22 Hypergeometric Distribution

22.1 Probability Mass Function

A random variable \(X\) is said to follow a Hypergeometric Distribution if its probability mass function is

\[p(x) = \left\{ \begin{array}{ll} \frac{{r\choose x}{N-r\choose n-x}}{{N\choose n}}, & x=0,1,2,\ldots\\ 0 & otherwise \end{array} \right. \]

where

  • \(N\) is the number of objects available to choose from
  • \(n\) is the number of objects chosen from \(N\)
  • \(r\) is the number of objects in \(N\) that posses a desired characteristic (successes)
  • \(x\) is the number of objects in \(n\) that possess the desired characterstic

22.2 Cumulative Mass Function

\[P(x) = \left\{ \begin{array}{ll} \sum\limits_{i=0}^{x}\frac{{r\choose i}{N-r\choose n-i}}{{N\choose n}}, & x=0,1,2,\ldots\\ 0 & otherwise \end{array} \right. \]

22.3 Expected Values

\[\begin{aligned} E(X) &= \sum\limits_{x=0}^{n}x\frac{{r\choose x}{N-r\choose n-x}}{{N\choose n}} \\ &= \sum\limits_{x=0}^{n}x{r\choose x}\frac{{N-r\choose n-x}}{{N\choose n}} \\ ^{[1]} &= \sum\limits_{x=0}^{n}x\frac{r}{x}{r-1\choose x-1}\frac{{N-r\choose n-x}} {\frac{N}{n}{N-1\choose n-1}} \\ &= \frac{rn}{N}\sum\limits_{x=0}^{n} \frac{{r-1\choose x-1}{N-r\choose n-x}}{{N-1\choose n-1}} \\ ^{[2]} &= \frac{rn}{N}\sum\limits_{y=0}^{n-1} \frac{{r-1\choose y}{N-r\choose n-y-1}}{{N-1\choose n-1}} \frac{rn}{N}\sum\limits_{y=0}^{n-1} \frac{{r-1\choose y}{N-r\choose n-y-1}}{{N-1\choose n-1}} \\ &= \frac{\frac{rn}{N}\cdot n}{N}r\sum\limits_{y=0}^{n-1} \frac{{r-1\choose y}{N-r\choose n-y-1}}{{N-1\choose n-1}} \\ ^{[3]} &= \frac{rn}{N}\cdot 1 \\ &= \frac{rn}{N} \end{aligned}\]
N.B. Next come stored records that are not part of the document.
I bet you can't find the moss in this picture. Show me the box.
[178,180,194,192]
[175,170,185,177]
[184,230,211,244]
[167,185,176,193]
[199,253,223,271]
  1. For any integer \(a\) such that \(0\leq a\leq k,\ {n\choose k}=\frac{n(n-1)\cdots(n-a+1)}{k(k-1)\cdots(k-a+1)}{n-a\choose k-a}\) (Theorem 10.0.3).
  2. Let \(y=x-1\)  \(\Rightarrow x=y+1\).
  3. \(\frac{\sum\limits_{i=1}^{n}{N_1\choose i}{N_2\choose n-i}}{{N_1+N_2\choose n}}=1\)\ with \(N_1=r,\ N_2=N-r,\ i=x\). (Theorem 6.3.2

\[\begin{aligned} E[X(X-1)] &= \sum\limits_{x=0}^{n}x(x-1)\frac{{r\choose x}{N-r\choose n-x}}{{N\choose n}} \\ ^{[1]} &= \sum\limits_{x=0}^{n}\frac{x(x-1)r(r-1)}{x(x-1)}\frac{{r-2\choose x-2} {N-r\choose n-x}}{\frac{N(N-1)}{n(n-1)}{N-2\choose n-2}} \\ &= \frac{r(r-1)n(n-1)}{N(N-1)}\sum\limits_{x=0}^{n} \frac{{r-2\choose x-2}{N-r\choose n-x}}{{N-2\choose n-2}} \\ ^{[2]} &= \frac{r(r-1)n(n-1)}{N(N-1)}\sum\limits_{y=0}^{n-2} \frac{{r-2\choose y}{N-r\choose n-y-2}}{{N-2\choose n-2}} \\ ^{[3]} &= \frac{r(r-1)n(n-1)}{N(N-1)}\cdot 1 \\ &=\frac{r(r-1)n(n-1)}{N(N-1)} \end{aligned}\]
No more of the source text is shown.